Efectivamente, llamaron a la puerta: toc, toc, toc. Melania, cuyo padre había sido hacía tiempo un gran forofo de aquella cantante que se llamaba Melanie y en la actualidad era la que estaba más cerca de la entrada, abrió. Un sujeto con aspecto de sargento (uniforme de campaña, gafas rayban, botas, fusil ametrallador bajo el brazo y galones, ¡ay, galones!), estaba allí, de pie.
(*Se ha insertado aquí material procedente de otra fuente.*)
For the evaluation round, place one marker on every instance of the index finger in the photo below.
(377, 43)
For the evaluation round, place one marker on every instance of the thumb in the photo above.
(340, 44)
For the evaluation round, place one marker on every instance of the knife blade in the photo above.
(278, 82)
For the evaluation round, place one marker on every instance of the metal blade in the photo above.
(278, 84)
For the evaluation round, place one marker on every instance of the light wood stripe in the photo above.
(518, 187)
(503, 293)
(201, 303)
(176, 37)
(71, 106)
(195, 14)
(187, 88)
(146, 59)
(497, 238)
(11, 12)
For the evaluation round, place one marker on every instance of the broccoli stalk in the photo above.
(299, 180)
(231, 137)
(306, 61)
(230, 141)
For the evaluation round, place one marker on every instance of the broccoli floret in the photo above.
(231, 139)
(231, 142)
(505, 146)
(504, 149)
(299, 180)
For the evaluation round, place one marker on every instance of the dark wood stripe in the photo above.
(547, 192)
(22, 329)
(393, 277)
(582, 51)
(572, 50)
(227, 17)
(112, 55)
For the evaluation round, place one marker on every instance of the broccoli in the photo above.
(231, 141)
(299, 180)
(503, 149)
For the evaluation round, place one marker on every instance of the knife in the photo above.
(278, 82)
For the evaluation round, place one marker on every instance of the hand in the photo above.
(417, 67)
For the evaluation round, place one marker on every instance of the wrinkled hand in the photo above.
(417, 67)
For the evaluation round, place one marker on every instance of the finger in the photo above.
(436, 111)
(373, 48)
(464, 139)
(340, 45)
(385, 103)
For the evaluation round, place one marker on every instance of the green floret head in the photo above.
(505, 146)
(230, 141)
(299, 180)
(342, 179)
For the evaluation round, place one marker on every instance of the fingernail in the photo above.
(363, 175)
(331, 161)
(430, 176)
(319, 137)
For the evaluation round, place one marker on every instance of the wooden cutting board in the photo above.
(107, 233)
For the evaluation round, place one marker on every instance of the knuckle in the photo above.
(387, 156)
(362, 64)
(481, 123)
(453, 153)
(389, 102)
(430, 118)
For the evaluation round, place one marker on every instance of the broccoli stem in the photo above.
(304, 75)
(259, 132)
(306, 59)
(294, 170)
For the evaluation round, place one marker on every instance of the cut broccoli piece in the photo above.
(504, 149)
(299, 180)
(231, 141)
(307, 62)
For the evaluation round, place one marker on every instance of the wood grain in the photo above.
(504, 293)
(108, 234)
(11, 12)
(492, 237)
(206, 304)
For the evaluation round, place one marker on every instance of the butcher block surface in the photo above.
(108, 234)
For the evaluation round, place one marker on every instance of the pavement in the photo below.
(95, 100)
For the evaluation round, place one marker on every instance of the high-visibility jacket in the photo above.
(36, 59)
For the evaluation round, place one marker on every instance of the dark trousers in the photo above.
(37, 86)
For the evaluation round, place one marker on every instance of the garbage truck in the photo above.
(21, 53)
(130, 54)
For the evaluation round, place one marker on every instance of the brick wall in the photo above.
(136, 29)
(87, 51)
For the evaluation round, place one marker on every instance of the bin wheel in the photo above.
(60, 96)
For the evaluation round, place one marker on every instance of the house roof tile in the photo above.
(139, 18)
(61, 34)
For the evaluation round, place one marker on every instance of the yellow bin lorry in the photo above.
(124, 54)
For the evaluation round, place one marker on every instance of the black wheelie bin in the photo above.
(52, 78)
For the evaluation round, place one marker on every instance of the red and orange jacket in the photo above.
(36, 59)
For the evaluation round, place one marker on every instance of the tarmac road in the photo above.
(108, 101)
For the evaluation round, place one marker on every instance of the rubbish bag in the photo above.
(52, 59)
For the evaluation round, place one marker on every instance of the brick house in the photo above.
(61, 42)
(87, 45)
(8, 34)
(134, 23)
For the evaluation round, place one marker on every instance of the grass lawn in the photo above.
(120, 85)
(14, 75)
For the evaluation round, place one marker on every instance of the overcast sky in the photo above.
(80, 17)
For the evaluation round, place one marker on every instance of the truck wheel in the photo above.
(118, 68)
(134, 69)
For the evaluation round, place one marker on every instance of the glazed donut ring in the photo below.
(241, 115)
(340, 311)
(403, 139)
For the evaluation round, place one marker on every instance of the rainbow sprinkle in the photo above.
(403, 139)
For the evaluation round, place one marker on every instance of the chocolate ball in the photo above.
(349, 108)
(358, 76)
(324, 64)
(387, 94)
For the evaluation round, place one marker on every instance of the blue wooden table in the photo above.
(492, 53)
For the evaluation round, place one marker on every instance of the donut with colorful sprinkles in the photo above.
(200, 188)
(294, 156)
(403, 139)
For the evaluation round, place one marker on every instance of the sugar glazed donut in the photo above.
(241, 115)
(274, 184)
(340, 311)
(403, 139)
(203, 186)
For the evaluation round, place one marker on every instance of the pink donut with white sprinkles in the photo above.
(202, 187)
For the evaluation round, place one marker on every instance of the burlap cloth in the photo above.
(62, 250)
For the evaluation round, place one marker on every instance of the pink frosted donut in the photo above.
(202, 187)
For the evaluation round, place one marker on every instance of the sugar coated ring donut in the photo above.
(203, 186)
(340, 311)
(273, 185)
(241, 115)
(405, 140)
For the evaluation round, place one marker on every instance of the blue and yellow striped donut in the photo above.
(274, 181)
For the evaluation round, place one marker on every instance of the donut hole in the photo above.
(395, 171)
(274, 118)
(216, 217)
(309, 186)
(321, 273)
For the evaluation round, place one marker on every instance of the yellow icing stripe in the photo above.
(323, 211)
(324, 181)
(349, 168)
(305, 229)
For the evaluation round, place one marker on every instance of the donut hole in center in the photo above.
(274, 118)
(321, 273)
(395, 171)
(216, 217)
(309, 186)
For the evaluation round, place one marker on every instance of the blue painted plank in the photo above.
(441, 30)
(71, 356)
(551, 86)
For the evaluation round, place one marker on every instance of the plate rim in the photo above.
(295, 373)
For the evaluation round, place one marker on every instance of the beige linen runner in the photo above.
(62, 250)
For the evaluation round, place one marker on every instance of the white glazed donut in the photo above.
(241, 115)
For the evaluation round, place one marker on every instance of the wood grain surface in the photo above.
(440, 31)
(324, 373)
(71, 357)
Entró sin preguntar nada.
–¡Eh!, ¿quién es ése? ¡Que no estamos en carnavaal...!
El sargento, que no tenía voz de actor de doblaje sino más bien de extraterrestre, o, ya puestos, de Pato Donald, hizo caso omiso.
–Señores, soy El Reverendo Microondas y estoy aquí buscando mis señas de identidad.
Como es lógico, aquello se lo tomaba todo el mundo a cachondeo.
–Sí, las señas de identidad... ¡Ponte las pilas, macho!
–¡Bueno, mira a éste..!
El Reverendo Microondas, que aquella tarde había decidido disfrazarse de sargento, levantó un brazo.
–Señores, hemos recibido informaciones de que aquí se está cometiendo un atropello..., una injusticia..., ¡sí..., una ilegalidad, un desafuero!, y he sido comisionado para impedirlo. Por si alguien tiene pensado hacer alguna tontería, les diré que me he traído la División Acorazada.
Lo que faltaba: ¡un sargento mandando una división...! Los que había alrededor del estrado se sublevaron.
–Pero, bueno, ¿es que ya no se puede ni discutir sobre la forma de encauzar los asuntos burocráticos?
–Sí, sí, los asuntos burocráticos... Ustedes –y no me digan que no, porque lo sabemos todo– están planeando abrir un bar sin autorización; eso lo primero... Y además y por ejemplo, ¿qué era eso de las niñas de quince años? ¿Y lo de las tasas? ¿Y lo del bicarbonato...? Señores, están ustedes faltando a todas las reglas del más elemental juego democrático. ¡Venga!, saliendo a la calle de uno en uno y con el carné en la boca.
La calle estaba llena de tanques con el motor encendido y soldados armados con la cara pintada de negro. ¡Honorio, Honorio de Ardanza –o sea, Cabezolín– no sabía en dónde meterse!
Desde el estrado se reclamaba seriedad.
–Oye, qué..., ¿seguimos con esto?
... pero a aquellas alturas ya nadie se enteraba de nada.
– Hablando de parejas, la cohabitación no conduce a ningún fin práctico. La pareja, como tú dices, puede que mole, pero si cohabita, está llamando a la puerta de su ocaso.
–Bueno, ese es una parecer.
–No sé quién –me parece que Stendhal– leía todas las noches dos páginas del Código Civil para pulir el estilo. A mí me pasa lo mismo con la mecánica cuántica. ¿Será malo?
–Oye, ¿y tú te acuerdas de Sylvie Vartan?
Fernando, el padre de Mariquita, sólo era un poco fotógrafo, pero, para que se vea cómo cambian las cosas, a estas alturas del relato tenía una novieta canaria que gastaba nombre de estrella. Tania, la piba de nombre de estrella –que por cierto, nadie sabe de dónde ha llegado– tenía la extraña manía, o afición, de agarrarle por las solapas.
–Anda, enséñame a hacer fotos.
–Bueno, mira. La luz entra por este agujerito y deja embarazada a la cámara.
–¡Tonto!
Al final, como no se ponían de acuerdo, y por las trazas no se iban a poner nunca, el boticario, que aún no había despegado la boca, se levantó.
–Señores, ¿saben lo que digo? Que como se hace de noche, me voy a tomar unas copas. El último, que apague la luz.